In order to review the calculations that are used to generate the Analysis of Variance, we will use the statapult example. By adjusting various settings on the statapult, you are able to throw the ball various distances. There are several factors that could be adjusted on the statapult that might affect the distance the ball is thrown. For our example, we will look at the following factors and factor levels.
A Taguchi L8 design was run. The response we wished to measure was distance We ran three replicates of each design matrix setup. The Data Entry sheet from DOE Wisdom software is shown here. Now let s talk about the calculations for the Analysis of Variance or ANOVA. The worksheet for our statapult design is shown here.
If we enter our data into a DOE software package and then ask it to model the data, the result is the multiple regression output shown here. From this ANOVA, we can build a model of our experiment. There is obviously a lot of information in our ANOVA. Not only can we build a model, we can also determine how well the prediction equation models our response (distance) in the range of interest. This goodness of fit will be evaluated as a whole and in parts.

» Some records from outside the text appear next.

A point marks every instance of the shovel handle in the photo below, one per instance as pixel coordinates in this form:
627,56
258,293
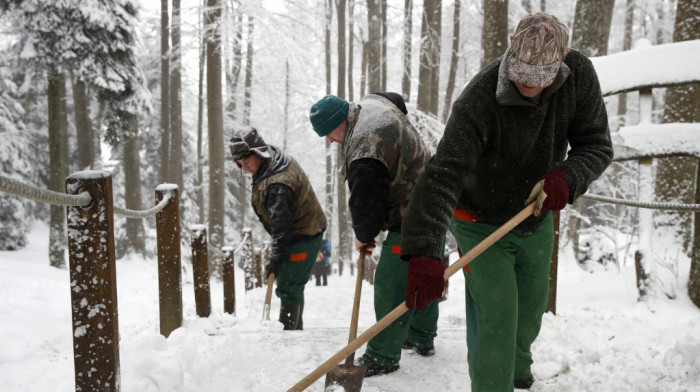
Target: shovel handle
356,303
268,297
401,309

To understand the greater part of a regression table, it is important for us to group data in certain ways. We will use two of these groupings to estimate population variances. Population denotes all possible responses at the experimental levels. The data we collect in experiments is just a sample of that population. If we repeated the same experiment we would probably collect a different sample from that same population. We are examining variance because there are some statistical tolls at our disposal that lend themselves directly to comparisons of variances in samples from the same population. This will lead to judgments of significance. For simplicity, let s suppose we have only one factor at 2 levels and eight runs that graphically look like this. Our prediction equation y provides a best fit for the data.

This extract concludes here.